Clare Church: Go About Your Business

Like our little chapel, Clare Church in Suffolk bears a sundial above its entrance. Clare’s is likely better acquainted with sunshine than ours, but these eighteenth and nineteenth century constructions were intended as much for their message as their time keeping. Clare’s states:

Go about your Business

At first, it seems to be telling the visitor to be gone and not enter: “Have you nothing better to do?”. It may refer to the common usage of church porches as places for business transactions and deals to be struck, such as benefited the local economy, and which kept the parish church the centre of civic life.

Alternatively, it might be making a spiritual point. Business here might not mean mere commercial enterprises, for such only concern the wealthy and ambitious. All of us have business to attend- the general affairs of life, such as raising a family or keeping a house. Yet we also have a spiritual enterprise to which we must all be engaged. Each one of us is to be held accountable to our Maker for deeds done in the body. He, being just, must needs punish all wickedness, of which we present him a great quantity. In Christ, whose business was our redemption, even the worst of us may be forgiven. By the time of death, if you have not received this forgiveness, your life is spent and your debt unremitted.

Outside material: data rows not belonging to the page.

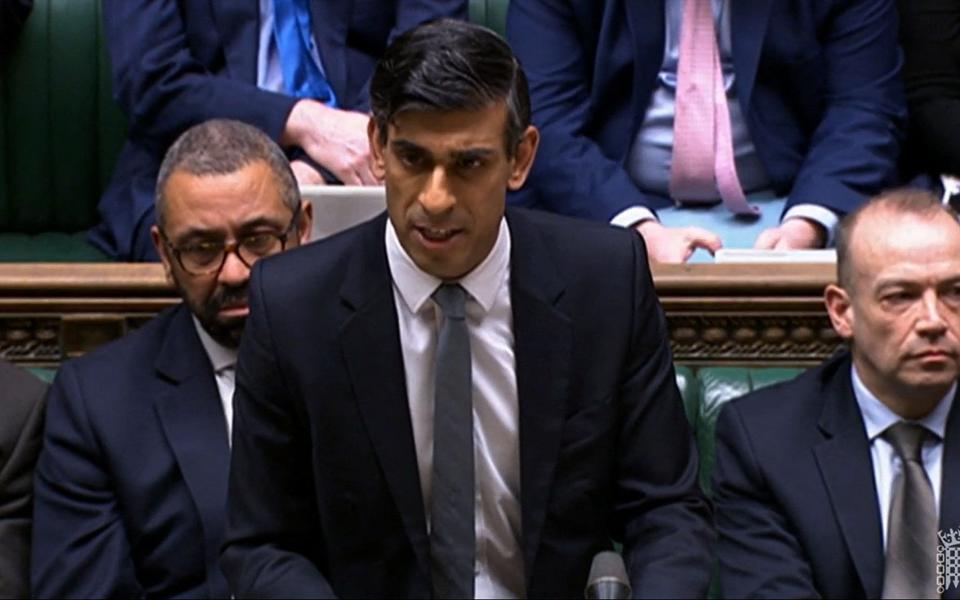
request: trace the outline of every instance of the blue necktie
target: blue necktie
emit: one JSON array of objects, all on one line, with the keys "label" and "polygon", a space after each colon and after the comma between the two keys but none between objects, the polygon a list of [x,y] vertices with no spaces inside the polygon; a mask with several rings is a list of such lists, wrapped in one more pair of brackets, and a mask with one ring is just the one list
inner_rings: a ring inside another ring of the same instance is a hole
[{"label": "blue necktie", "polygon": [[273,0],[273,35],[283,70],[283,87],[297,98],[337,106],[337,96],[310,54],[313,30],[310,0]]}]

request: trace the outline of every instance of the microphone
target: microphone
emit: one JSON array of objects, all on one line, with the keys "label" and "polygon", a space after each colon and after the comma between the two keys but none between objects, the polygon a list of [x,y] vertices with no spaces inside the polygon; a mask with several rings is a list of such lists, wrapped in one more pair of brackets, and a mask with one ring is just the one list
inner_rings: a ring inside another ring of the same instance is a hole
[{"label": "microphone", "polygon": [[626,600],[630,597],[630,580],[623,558],[607,550],[593,557],[587,589],[583,596],[588,600]]}]

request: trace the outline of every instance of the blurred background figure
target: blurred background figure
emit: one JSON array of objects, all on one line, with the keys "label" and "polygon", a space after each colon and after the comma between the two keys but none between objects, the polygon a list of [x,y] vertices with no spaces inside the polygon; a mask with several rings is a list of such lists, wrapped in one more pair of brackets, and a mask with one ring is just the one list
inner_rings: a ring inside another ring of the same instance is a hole
[{"label": "blurred background figure", "polygon": [[374,185],[367,89],[387,43],[467,0],[104,0],[113,92],[127,144],[90,241],[121,260],[158,260],[153,186],[191,125],[229,118],[282,144],[300,183]]}]

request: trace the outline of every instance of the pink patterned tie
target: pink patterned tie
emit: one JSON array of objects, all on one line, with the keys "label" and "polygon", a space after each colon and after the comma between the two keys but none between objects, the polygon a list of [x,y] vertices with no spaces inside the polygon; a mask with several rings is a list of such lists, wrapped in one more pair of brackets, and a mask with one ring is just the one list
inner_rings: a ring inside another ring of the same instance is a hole
[{"label": "pink patterned tie", "polygon": [[757,216],[747,204],[733,160],[730,111],[720,68],[711,0],[684,0],[677,65],[670,195],[681,204],[715,200],[738,215]]}]

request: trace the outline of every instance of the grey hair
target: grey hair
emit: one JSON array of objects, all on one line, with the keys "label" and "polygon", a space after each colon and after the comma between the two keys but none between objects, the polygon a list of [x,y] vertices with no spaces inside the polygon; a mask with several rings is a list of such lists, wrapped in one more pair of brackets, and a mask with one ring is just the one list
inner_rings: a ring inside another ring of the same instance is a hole
[{"label": "grey hair", "polygon": [[167,150],[157,175],[156,219],[163,229],[166,199],[164,190],[176,171],[190,175],[228,175],[252,162],[262,160],[280,186],[280,197],[296,211],[300,190],[283,150],[265,133],[246,123],[212,119],[183,132]]}]

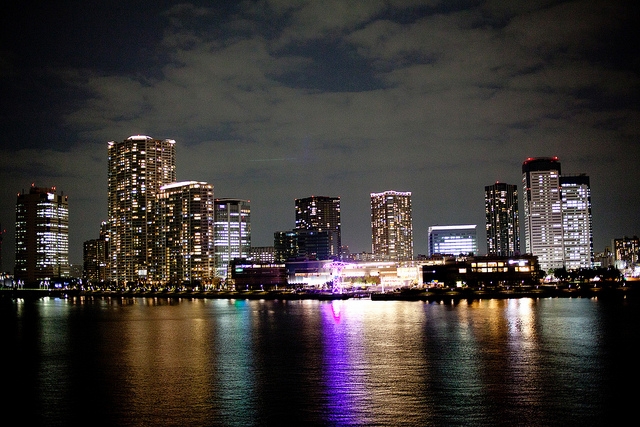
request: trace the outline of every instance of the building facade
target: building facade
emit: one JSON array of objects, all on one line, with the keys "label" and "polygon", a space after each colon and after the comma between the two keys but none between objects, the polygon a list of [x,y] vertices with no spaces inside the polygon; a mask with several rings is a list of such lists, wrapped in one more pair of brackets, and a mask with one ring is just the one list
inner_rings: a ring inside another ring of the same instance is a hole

Ho, every one that thirsteth, come ye to the waters, and he that hath no money; come ye, buy, and eat; yea, come, buy wine and milk without money and without price. Wherefore do ye spend money for that which is not bread? and your labour for that which satisfieth not? hearken diligently unto me, and eat ye that which is good, and let your soul delight itself in fatness. Isaiah 55:1-2

Stop wasting your time pursuing wealth and promotion- go about the business of rescuing your soul.